The dataset is intended solely for research and educational purposes and should not be construed as reflecting the opinions or views of the creators, owners, or contributors of this dataset. And it is distributed under the MIT license.

Data Release

Explore the data before downloading, or use Atlas explorer.

Direct Download links:

Data Format

Each line in the downloaded data file is a json dict containing the data id and dialogue data in a list format. Below is an example line.

{
  "id": "0", 
  "data": [
    "How can cross training benefit groups like runners, swimmers, or weightlifters?", 
    "Cross training can benefit groups like runners, swimmers, or weightlifters in the following ways: ...", 
    "That makes sense. I've been wanting to improve my running time, but I never thought about incorporating strength training. Do you have any recommendations for specific exercises?", 
    "Sure, here are some strength training exercises that can benefit runners: ...", 
    "Hmm, I'm not really a fan of weightlifting though. Can I incorporate other forms of exercise into my routine to improve my running time?", 
    "Yes, absolutely! ...",
    "..."
    ]
}

Training

We provide training code to fine-tune LLaMa (however we are not distributing the weights of LLaMa) on UltraChat in .src/, the training is accelerated by BMTrain.
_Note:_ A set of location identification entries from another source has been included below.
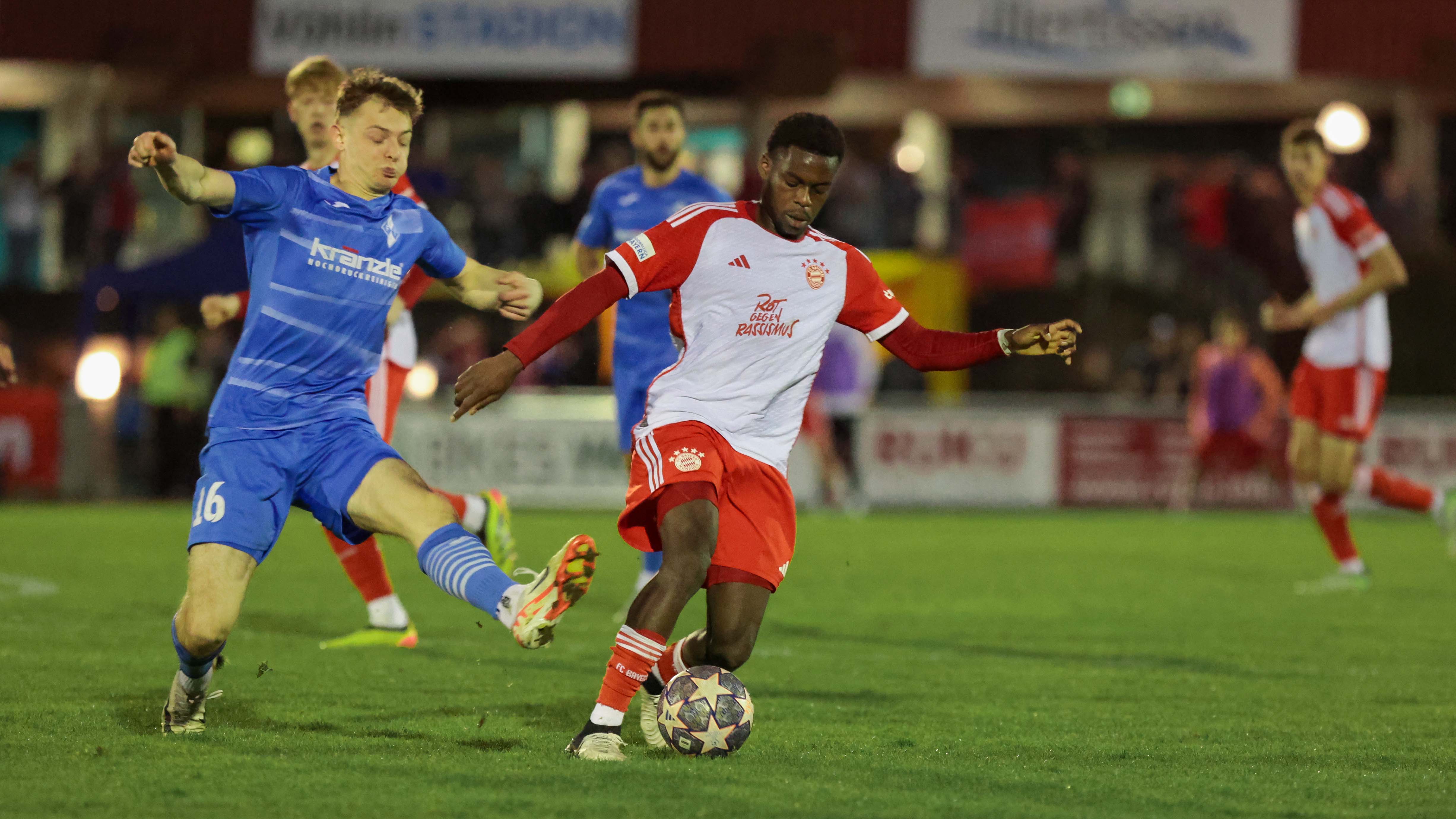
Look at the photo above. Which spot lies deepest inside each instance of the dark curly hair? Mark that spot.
(396, 94)
(813, 133)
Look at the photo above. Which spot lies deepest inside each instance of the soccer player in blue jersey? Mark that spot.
(624, 206)
(327, 252)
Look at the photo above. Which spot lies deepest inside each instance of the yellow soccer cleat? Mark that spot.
(497, 533)
(557, 588)
(407, 638)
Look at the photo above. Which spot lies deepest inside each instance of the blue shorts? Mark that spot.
(253, 476)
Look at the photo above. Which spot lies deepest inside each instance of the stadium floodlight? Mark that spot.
(423, 382)
(98, 376)
(909, 158)
(1344, 127)
(250, 147)
(1130, 99)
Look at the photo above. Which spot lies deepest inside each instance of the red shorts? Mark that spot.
(383, 392)
(755, 505)
(1343, 401)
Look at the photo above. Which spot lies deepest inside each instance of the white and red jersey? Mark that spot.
(751, 315)
(1334, 236)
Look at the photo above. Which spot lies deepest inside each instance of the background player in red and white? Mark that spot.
(1339, 386)
(312, 88)
(755, 296)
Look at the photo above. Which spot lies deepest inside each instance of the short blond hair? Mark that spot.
(318, 72)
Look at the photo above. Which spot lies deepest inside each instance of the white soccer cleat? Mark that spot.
(647, 718)
(544, 601)
(599, 747)
(184, 712)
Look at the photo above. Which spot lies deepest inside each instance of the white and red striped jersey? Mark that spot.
(751, 315)
(1334, 236)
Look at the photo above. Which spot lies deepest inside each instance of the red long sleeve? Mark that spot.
(941, 350)
(568, 315)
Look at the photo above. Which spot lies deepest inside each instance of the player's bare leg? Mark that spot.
(689, 533)
(394, 499)
(216, 585)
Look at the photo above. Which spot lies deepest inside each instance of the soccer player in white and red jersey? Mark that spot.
(755, 294)
(314, 88)
(1340, 382)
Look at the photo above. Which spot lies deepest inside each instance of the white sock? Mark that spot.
(388, 613)
(606, 716)
(474, 518)
(503, 610)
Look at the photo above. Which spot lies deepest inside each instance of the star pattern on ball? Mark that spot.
(672, 715)
(710, 689)
(714, 735)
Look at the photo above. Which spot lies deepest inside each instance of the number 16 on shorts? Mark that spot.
(210, 505)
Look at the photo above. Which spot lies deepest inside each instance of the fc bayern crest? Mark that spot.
(688, 460)
(814, 271)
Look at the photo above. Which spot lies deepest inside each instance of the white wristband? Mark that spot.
(1004, 337)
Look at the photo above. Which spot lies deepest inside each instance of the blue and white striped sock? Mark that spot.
(461, 565)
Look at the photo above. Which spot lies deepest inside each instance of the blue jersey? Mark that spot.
(621, 209)
(322, 267)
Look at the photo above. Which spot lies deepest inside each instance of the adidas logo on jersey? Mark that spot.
(347, 261)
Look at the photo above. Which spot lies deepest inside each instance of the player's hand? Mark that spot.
(520, 296)
(152, 150)
(486, 383)
(219, 310)
(1046, 339)
(8, 374)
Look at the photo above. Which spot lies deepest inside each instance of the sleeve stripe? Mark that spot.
(889, 326)
(1372, 245)
(628, 274)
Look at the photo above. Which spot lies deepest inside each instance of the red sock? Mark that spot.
(1334, 521)
(456, 501)
(364, 565)
(631, 661)
(1395, 489)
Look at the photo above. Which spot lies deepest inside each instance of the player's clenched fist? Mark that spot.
(152, 149)
(1046, 339)
(520, 296)
(486, 383)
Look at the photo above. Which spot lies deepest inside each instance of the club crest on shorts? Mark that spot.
(814, 271)
(688, 460)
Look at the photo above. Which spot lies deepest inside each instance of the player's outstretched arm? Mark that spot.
(8, 374)
(483, 287)
(487, 380)
(181, 175)
(943, 351)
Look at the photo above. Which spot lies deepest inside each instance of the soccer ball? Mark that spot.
(705, 712)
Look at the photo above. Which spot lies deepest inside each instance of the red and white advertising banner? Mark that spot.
(943, 457)
(30, 440)
(1146, 462)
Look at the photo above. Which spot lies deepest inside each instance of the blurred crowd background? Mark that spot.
(1139, 203)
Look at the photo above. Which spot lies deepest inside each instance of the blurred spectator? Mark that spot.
(21, 204)
(1151, 367)
(117, 215)
(1235, 404)
(78, 193)
(842, 393)
(177, 395)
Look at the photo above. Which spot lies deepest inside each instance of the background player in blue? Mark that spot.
(624, 206)
(327, 251)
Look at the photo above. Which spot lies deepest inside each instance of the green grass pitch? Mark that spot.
(912, 665)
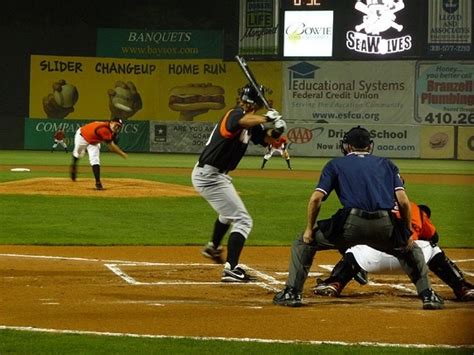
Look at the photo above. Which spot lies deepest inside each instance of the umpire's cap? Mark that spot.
(357, 137)
(118, 120)
(425, 209)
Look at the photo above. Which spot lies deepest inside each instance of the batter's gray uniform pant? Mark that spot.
(376, 233)
(218, 190)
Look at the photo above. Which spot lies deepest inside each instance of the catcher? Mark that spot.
(362, 259)
(279, 145)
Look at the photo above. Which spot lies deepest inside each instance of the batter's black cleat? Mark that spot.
(236, 274)
(361, 277)
(466, 293)
(431, 300)
(328, 289)
(211, 252)
(288, 297)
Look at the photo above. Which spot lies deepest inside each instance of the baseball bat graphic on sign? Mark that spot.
(251, 78)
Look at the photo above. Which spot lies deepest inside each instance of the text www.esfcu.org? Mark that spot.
(157, 51)
(347, 116)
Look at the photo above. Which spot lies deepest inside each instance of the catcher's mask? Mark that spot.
(250, 95)
(358, 138)
(425, 209)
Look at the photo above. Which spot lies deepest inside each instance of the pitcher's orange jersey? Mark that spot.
(97, 132)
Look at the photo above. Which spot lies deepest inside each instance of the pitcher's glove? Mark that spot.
(272, 115)
(279, 128)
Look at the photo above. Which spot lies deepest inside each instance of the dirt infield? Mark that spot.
(121, 188)
(175, 291)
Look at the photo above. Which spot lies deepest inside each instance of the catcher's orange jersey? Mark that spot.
(97, 132)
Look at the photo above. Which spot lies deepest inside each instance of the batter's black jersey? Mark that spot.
(228, 141)
(361, 180)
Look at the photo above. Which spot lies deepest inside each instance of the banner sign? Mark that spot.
(174, 90)
(323, 140)
(450, 27)
(466, 143)
(259, 27)
(437, 142)
(159, 44)
(445, 93)
(349, 92)
(133, 137)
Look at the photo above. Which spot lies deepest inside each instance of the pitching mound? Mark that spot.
(86, 187)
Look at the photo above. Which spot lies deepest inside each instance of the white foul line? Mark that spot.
(244, 340)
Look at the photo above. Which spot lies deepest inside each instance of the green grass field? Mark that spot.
(278, 207)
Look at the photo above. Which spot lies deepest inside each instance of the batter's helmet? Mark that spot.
(357, 137)
(250, 95)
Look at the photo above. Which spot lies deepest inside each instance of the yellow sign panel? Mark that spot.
(162, 90)
(466, 143)
(437, 142)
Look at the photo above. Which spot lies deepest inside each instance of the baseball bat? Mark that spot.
(251, 78)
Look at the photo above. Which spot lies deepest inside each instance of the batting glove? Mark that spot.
(272, 115)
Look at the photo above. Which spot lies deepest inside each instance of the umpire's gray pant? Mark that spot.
(376, 233)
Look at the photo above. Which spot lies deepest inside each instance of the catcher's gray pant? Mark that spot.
(357, 230)
(218, 191)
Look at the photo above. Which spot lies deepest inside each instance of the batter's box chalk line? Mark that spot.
(267, 283)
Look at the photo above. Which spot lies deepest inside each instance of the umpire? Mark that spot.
(366, 186)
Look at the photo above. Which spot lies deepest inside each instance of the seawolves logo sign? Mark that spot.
(378, 16)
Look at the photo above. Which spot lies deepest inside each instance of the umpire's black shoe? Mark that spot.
(431, 300)
(288, 297)
(211, 252)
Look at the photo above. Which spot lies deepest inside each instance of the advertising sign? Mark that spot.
(159, 44)
(445, 93)
(308, 34)
(323, 140)
(381, 28)
(133, 137)
(259, 27)
(349, 92)
(138, 89)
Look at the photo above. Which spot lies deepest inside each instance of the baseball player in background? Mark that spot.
(279, 145)
(224, 150)
(59, 140)
(89, 137)
(367, 259)
(366, 186)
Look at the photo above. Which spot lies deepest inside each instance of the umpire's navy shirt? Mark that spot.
(361, 180)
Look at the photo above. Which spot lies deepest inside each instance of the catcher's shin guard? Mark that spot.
(302, 255)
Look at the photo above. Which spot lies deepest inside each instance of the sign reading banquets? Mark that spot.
(349, 92)
(445, 93)
(380, 29)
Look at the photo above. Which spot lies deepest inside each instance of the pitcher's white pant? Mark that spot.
(219, 192)
(80, 147)
(374, 261)
(61, 142)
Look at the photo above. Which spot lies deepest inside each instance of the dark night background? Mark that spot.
(69, 28)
We also provide a training script to fine-tune GPT-J on UltraChat in .src/train_legacy/, which is implemented with OpenPrompt

Construction of UltraChat

The general idea of UltraChat is to use separate LLMs to generate opening lines, simulate users and respond to queries. Each sector of UltraChat has its own challenges and requires particular strategy designs. We will specify the construction process once a sector of UltraChat is released.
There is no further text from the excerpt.